Using the MemberOf property, you can find out if the user is a group or you can find all users in a group but you can't list all groups the user is in. Essentially you can't put MemberOf in the SELECT clause, it can only be used in the WHERE clause. This is because it returns an array object not a value.

Also, you can't use wildcards in the MemberOf.

So how can you get around these limitations?

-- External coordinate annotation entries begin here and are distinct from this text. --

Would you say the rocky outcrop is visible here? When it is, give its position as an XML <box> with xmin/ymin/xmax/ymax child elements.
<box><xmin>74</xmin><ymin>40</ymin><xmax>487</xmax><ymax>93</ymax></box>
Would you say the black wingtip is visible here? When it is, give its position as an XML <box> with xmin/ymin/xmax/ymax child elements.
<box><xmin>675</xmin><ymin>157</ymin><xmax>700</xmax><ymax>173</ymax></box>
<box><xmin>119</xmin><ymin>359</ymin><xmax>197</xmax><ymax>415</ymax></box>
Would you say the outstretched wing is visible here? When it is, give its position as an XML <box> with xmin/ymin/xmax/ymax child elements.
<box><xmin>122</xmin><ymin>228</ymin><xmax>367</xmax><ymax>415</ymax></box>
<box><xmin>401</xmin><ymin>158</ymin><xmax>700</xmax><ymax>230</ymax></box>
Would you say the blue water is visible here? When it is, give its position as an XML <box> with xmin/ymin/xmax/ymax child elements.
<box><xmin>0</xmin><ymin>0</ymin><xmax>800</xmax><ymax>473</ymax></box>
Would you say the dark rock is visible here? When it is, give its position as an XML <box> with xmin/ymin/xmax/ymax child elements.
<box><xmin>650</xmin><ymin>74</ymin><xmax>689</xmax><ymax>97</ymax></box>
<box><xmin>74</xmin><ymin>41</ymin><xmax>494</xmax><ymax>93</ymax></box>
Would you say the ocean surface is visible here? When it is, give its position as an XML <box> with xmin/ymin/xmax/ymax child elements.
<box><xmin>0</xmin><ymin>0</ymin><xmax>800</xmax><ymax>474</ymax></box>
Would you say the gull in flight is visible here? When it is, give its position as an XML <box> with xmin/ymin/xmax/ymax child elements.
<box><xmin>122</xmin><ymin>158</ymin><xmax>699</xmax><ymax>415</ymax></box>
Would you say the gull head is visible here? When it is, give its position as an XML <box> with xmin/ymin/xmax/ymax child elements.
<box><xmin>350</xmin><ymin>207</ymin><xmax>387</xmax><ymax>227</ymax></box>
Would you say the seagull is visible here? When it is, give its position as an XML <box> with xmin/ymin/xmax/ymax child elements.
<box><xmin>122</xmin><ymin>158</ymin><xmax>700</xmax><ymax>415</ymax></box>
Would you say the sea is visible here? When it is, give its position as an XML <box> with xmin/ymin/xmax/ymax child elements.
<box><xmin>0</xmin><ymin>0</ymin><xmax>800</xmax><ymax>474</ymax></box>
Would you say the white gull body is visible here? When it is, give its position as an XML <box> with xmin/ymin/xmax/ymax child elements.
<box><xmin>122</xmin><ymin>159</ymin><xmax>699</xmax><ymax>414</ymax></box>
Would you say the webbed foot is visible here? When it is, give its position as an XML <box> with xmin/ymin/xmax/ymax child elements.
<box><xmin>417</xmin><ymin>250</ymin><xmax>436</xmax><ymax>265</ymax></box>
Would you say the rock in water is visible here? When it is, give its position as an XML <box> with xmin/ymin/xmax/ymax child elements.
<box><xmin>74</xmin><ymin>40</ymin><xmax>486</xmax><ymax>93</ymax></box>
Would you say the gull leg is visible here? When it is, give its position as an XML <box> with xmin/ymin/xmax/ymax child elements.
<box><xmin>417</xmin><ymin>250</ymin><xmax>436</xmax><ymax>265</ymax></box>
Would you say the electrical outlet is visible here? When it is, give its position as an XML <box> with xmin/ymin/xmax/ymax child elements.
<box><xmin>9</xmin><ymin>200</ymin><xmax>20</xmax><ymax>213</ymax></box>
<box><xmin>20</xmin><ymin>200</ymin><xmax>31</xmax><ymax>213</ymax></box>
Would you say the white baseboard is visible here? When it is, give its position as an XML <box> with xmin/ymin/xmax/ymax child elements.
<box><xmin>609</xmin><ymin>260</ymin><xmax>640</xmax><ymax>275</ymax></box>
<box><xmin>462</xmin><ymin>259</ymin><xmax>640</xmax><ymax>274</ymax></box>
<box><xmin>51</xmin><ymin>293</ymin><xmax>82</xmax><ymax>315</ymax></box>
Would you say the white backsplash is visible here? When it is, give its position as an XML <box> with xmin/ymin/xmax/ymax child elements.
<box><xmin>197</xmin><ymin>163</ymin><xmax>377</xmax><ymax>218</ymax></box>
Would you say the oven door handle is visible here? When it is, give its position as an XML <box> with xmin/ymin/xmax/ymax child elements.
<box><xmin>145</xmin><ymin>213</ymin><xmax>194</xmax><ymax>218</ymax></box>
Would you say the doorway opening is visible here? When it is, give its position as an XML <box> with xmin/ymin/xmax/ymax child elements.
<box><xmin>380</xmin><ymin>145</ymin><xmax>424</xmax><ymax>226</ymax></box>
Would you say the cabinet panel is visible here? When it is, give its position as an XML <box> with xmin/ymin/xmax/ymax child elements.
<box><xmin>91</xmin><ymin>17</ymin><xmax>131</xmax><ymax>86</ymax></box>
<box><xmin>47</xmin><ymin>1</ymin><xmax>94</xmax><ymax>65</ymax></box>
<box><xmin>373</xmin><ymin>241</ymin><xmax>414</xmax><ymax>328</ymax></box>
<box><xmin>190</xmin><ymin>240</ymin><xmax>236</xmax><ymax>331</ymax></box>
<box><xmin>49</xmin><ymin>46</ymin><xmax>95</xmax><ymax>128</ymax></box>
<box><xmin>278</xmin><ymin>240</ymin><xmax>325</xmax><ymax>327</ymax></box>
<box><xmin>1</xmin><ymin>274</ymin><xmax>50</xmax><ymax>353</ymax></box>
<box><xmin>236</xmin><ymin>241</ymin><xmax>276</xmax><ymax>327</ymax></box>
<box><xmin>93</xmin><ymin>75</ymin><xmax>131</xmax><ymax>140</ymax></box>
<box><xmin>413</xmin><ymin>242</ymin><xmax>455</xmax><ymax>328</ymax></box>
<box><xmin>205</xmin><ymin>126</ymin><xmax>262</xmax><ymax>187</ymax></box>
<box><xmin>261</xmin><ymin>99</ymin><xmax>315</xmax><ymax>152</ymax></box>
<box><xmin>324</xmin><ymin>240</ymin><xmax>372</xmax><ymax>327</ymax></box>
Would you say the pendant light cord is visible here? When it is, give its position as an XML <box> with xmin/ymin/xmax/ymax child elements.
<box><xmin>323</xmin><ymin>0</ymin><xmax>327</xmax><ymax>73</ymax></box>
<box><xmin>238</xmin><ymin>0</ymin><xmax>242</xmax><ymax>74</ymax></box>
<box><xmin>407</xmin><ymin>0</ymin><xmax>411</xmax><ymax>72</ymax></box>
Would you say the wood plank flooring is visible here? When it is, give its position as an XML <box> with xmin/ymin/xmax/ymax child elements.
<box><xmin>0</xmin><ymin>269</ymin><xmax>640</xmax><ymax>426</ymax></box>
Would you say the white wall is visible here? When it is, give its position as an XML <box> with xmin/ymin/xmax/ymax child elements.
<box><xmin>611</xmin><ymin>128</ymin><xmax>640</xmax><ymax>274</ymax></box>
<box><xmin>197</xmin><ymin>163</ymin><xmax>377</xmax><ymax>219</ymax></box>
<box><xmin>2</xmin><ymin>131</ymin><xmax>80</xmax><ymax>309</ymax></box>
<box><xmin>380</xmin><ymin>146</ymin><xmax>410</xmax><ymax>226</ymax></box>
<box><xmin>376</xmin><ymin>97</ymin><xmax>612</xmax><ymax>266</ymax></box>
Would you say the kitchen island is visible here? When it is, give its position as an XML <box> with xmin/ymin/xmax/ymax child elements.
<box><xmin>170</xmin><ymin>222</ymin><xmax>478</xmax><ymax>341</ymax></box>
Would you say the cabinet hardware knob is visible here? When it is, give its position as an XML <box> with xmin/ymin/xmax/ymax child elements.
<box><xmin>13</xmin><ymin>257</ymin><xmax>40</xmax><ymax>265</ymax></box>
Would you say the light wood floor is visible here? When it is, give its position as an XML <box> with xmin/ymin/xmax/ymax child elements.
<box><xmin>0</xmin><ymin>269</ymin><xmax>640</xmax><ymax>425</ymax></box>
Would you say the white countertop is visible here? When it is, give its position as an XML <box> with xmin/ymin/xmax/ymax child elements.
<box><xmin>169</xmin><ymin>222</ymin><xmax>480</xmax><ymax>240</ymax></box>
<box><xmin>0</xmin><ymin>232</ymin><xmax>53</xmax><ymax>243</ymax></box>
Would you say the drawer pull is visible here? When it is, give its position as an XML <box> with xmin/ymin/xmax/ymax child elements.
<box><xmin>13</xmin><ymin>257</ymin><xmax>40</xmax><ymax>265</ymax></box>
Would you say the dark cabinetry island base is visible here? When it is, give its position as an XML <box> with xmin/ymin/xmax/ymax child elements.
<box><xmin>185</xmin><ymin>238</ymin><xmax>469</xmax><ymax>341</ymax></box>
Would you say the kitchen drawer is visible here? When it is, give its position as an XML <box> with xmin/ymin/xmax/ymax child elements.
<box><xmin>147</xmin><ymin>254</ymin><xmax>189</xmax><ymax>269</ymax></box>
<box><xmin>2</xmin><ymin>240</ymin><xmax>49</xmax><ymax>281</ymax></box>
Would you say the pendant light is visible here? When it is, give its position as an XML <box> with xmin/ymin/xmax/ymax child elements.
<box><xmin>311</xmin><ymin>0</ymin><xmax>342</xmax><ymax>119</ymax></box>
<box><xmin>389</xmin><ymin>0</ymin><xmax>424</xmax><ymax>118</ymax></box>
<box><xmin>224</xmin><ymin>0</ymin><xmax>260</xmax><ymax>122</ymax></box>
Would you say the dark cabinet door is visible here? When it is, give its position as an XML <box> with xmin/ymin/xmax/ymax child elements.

I havne't had any requirement to do this so I haven't spent a whole lot of time researching it. So the only useful suggestion I can give at this point is to use nested queries. Not pretty but it's the best I can guess at without spending a lot more time on research.

Anonymous said...

It's easier to query the groups, and then run a separate query for each group. If you're doing ASP.NET, the groups an account is a member of is available in the identity object.


declare @GroupCN nvarchar(128),
@GroupObjectGUID nvarchar(128),
@GroupObjectSID nvarchar(128),
@sql nvarchar(4000)

create table #Groups(
cn nvarchar(128),
objectGUID nvarchar(128),
objectSID nvarchar(128)
)
create table #users(
UserCN nvarchar(128),
UserObjectGUID nvarchar(128),
UserObjectSID nvarchar(128),
UserPhysicalDeliveryGroupName nvarchar(128),
GroupCN nvarchar(128),
GroupObjectGUID nvarchar(128),
GroupObjectSID nvarchar(128)
)

insert into #Groups
select
cn,
upper(substring(master.dbo.fn_varbintohexstr(objectGUID), 3,
len(master.dbo.fn_varbintohexstr(objectGUID)) - 2)) as objectGUID,
upper(substring(master.dbo.fn_varbintohexstr(objectSID), 3,
len(master.dbo.fn_varbintohexstr(objectGUID)) - 2)) as objectSID
from openquery(ADSI,
'
SELECT
cn,
objectGUID,
objectSID
FROM ''LDAP://cn=users,DC=mydomain,DC=com''
WHERE
objectClass = ''group''
')

--debug
--select * from #Groups

declare MyCursor cursor for
select
cn,
objectGUID,
objectSID
from #Groups

open MyCursor

fetch next from MyCursor into
@GroupCN,
@GroupObjectGUID,
@GroupObjectSID

while(@@fetch_status = 0)
begin
-- print @GroupCN

set @sql =
'
select
cn as UserCN,
upper(substring(master.dbo.fn_varbintohexstr(objectGUID), 3,
len(master.dbo.fn_varbintohexstr(objectGUID)) - 2)) as UserObjectGUID,
upper(substring(master.dbo.fn_varbintohexstr(objectSID), 3,
len(master.dbo.fn_varbintohexstr(objectSID)) - 2)) as UserObjectSID,
physicalDeliveryGroupName as UserPhysicalGroupDeliveryName,
''' + @GroupCN + ''' as GroupCN ,
''' + @GroupObjectGUID + ''' as GroupObjectGUID ,
''' + @GroupObjectSID + ''' as GroupObjectSID
from openquery(ADSI,
''
SELECT
cn,
objectGUID,
objectSID,
physicalDeliveryGroupName
FROM ''''LDAP://cn=users,DC=mydomain,DC=com''''
WHERE
memberOf=''''CN=' + @GroupCN + ',CN=Users,DC=mydomain,DC=com''''
'')
'
-- debug
-- select @sql

insert into #users
exec sp_executesql @sql

fetch next from MyCursor into
@GroupCN,
@GroupObjectGUID,
@GroupObjectSID
end


close MyCursor
deallocate MyCursor

-- do some work here

drop table #Groups
drop table #users

Kristen Hodges said...

Yep there's no question it can be done using ASP.Net... I'm just trying to do it purely in SQL. Your approach was along the same lines I was thinking... it sure ain't pretty though! That's no slight on your code - the technology is getting in the way.

What would be great would be access to use wildcards in the MemberOf property... then it would be a cinch.